ADR-004 v2: Judge Metrics Strategy¶
Status¶
Accepted (v2)
Context¶
LLM-as-judge is essential for RAG evaluation (faithfulness/relevancy), but introduces variance, costs, and privacy risks. Since Assay is CI-first, judge-metrics must not undermine the reliability of the gate.
Decision¶
A. Architecture: Enrichment Pattern + Stateless Metrics¶
Decision: Retain the enrichment pattern. The Runner handles replay, caching, voting, timeouts, and error mapping, injecting results into resp.meta.assay.judge. The metric implementations (faithfulness, etc.) read solely from this metadata. Rationale: Prevents infrastructure duplication per metric, maximizes reuse, and keeps metrics purely functional/testable.

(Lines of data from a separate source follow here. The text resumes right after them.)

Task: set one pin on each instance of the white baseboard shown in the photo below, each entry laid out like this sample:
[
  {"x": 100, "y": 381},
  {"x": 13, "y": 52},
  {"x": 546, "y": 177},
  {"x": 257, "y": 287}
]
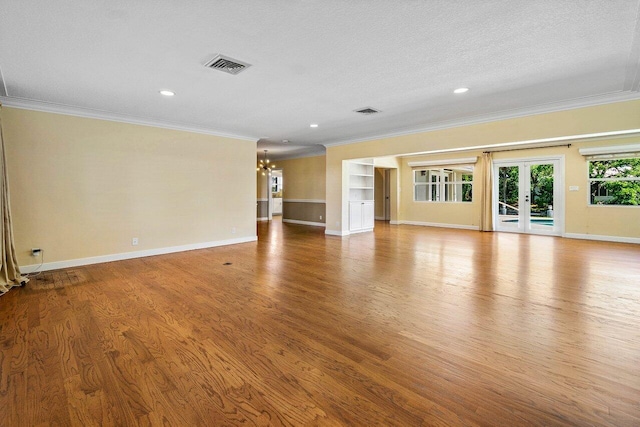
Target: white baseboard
[
  {"x": 295, "y": 221},
  {"x": 304, "y": 201},
  {"x": 336, "y": 233},
  {"x": 616, "y": 239},
  {"x": 439, "y": 224},
  {"x": 363, "y": 230},
  {"x": 26, "y": 269}
]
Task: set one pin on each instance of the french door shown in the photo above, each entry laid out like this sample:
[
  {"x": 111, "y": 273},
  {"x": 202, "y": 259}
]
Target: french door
[{"x": 528, "y": 196}]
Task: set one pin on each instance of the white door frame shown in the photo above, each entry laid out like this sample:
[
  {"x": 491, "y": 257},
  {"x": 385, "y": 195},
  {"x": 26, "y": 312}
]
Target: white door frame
[{"x": 558, "y": 193}]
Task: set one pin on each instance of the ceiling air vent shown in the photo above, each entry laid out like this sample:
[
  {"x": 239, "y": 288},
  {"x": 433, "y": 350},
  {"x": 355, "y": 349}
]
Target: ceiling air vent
[
  {"x": 367, "y": 111},
  {"x": 226, "y": 64}
]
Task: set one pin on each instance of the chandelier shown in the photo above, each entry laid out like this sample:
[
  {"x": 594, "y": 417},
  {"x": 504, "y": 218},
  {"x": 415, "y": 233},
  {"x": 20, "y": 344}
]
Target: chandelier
[{"x": 264, "y": 166}]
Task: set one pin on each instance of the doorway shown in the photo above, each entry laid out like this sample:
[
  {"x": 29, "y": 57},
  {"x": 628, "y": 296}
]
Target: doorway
[{"x": 528, "y": 196}]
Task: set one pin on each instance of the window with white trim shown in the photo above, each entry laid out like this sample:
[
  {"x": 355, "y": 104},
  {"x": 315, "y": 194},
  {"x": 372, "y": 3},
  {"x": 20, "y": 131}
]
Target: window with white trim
[
  {"x": 614, "y": 181},
  {"x": 446, "y": 184}
]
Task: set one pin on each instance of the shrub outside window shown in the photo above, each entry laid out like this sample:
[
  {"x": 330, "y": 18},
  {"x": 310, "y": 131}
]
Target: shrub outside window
[
  {"x": 615, "y": 181},
  {"x": 449, "y": 184}
]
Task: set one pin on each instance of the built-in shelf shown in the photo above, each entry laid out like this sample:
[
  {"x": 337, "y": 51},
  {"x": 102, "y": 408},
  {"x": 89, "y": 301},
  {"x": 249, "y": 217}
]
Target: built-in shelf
[{"x": 361, "y": 207}]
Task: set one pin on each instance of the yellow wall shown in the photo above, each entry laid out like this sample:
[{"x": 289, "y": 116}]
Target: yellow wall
[
  {"x": 595, "y": 220},
  {"x": 84, "y": 187},
  {"x": 452, "y": 213},
  {"x": 378, "y": 193},
  {"x": 303, "y": 178}
]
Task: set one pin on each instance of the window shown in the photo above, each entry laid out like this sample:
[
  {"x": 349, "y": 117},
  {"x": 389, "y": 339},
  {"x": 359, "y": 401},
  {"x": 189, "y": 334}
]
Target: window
[
  {"x": 443, "y": 184},
  {"x": 615, "y": 181}
]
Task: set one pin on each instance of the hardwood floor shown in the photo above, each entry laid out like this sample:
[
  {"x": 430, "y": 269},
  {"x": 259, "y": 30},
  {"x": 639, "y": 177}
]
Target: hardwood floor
[{"x": 408, "y": 326}]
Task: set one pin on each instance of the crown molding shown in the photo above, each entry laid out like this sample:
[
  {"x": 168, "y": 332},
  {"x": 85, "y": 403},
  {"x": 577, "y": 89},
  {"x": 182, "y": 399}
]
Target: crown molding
[
  {"x": 3, "y": 85},
  {"x": 591, "y": 101},
  {"x": 632, "y": 78},
  {"x": 49, "y": 107},
  {"x": 315, "y": 152}
]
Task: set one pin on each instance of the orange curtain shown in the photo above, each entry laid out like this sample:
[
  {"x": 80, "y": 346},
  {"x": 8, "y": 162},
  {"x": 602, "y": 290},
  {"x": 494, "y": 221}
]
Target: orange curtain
[
  {"x": 486, "y": 214},
  {"x": 9, "y": 270}
]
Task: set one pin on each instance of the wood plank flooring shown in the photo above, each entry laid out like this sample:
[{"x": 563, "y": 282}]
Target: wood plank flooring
[{"x": 406, "y": 326}]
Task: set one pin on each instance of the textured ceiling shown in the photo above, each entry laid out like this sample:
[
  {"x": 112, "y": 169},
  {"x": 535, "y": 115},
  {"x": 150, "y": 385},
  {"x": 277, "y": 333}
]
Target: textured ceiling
[{"x": 315, "y": 61}]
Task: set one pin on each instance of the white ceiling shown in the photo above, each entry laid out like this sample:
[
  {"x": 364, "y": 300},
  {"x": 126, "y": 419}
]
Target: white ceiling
[{"x": 315, "y": 61}]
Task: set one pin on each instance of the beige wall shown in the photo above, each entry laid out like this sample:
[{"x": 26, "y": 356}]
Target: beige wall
[
  {"x": 304, "y": 189},
  {"x": 580, "y": 217},
  {"x": 592, "y": 220},
  {"x": 378, "y": 193},
  {"x": 304, "y": 178},
  {"x": 452, "y": 213},
  {"x": 84, "y": 187}
]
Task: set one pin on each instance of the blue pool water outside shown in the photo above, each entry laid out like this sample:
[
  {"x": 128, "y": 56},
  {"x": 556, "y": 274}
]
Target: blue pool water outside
[{"x": 539, "y": 221}]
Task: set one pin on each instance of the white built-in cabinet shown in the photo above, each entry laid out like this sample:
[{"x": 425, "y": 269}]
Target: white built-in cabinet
[{"x": 361, "y": 207}]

B. CLI DX: Short Flags + Env Var Fallback¶
Decision: Adopt short flags and environment variable precedence. Precedence: CLI flags > Env vars > Defaults.
New Flags: * --judge <none|openai|fake>: Default none (explicit). Alias --no-judge. * --judge-model <string> * --judge-samples <u32>: Default 3. * --judge-refresh: Force refresh/ignore cache. * (Future): --judge-api-key.
Env Vars: * VERDICT_JUDGE * VERDICT_JUDGE_MODEL * VERDICT_JUDGE_SAMPLES * VERDICT_JUDGE_TEMPERATURE * VERDICT_JUDGE_MAX_TOKENS
Rationale: Major DX improvement for daily use; enables "set once" workflows.
C. Config Naming: min_score¶
Decision: Use min_score instead of threshold.
min_floor (ADR-005) and semantically unambiguous. D. Determinism: Voting Defaults¶
Decision: Default k=3 (balance cost/adoption). * Documentation will recommend k=5 for critical production paths. * No early-exit optimization in MVP (keeps reasoning simpler).
E. Cache Key Structure¶
Decision: Extend cache key to ensure reproducibility. Key Components: * Provider, Model * Rubric ID, Rubric Version * Temperature, Max Tokens * Samples (k) * Input Hash (Prompt + Answer + Context) * Prompt Template Hash
Rationale: Prevents "accidental" cross-run cache hits that are not strictly reproducible.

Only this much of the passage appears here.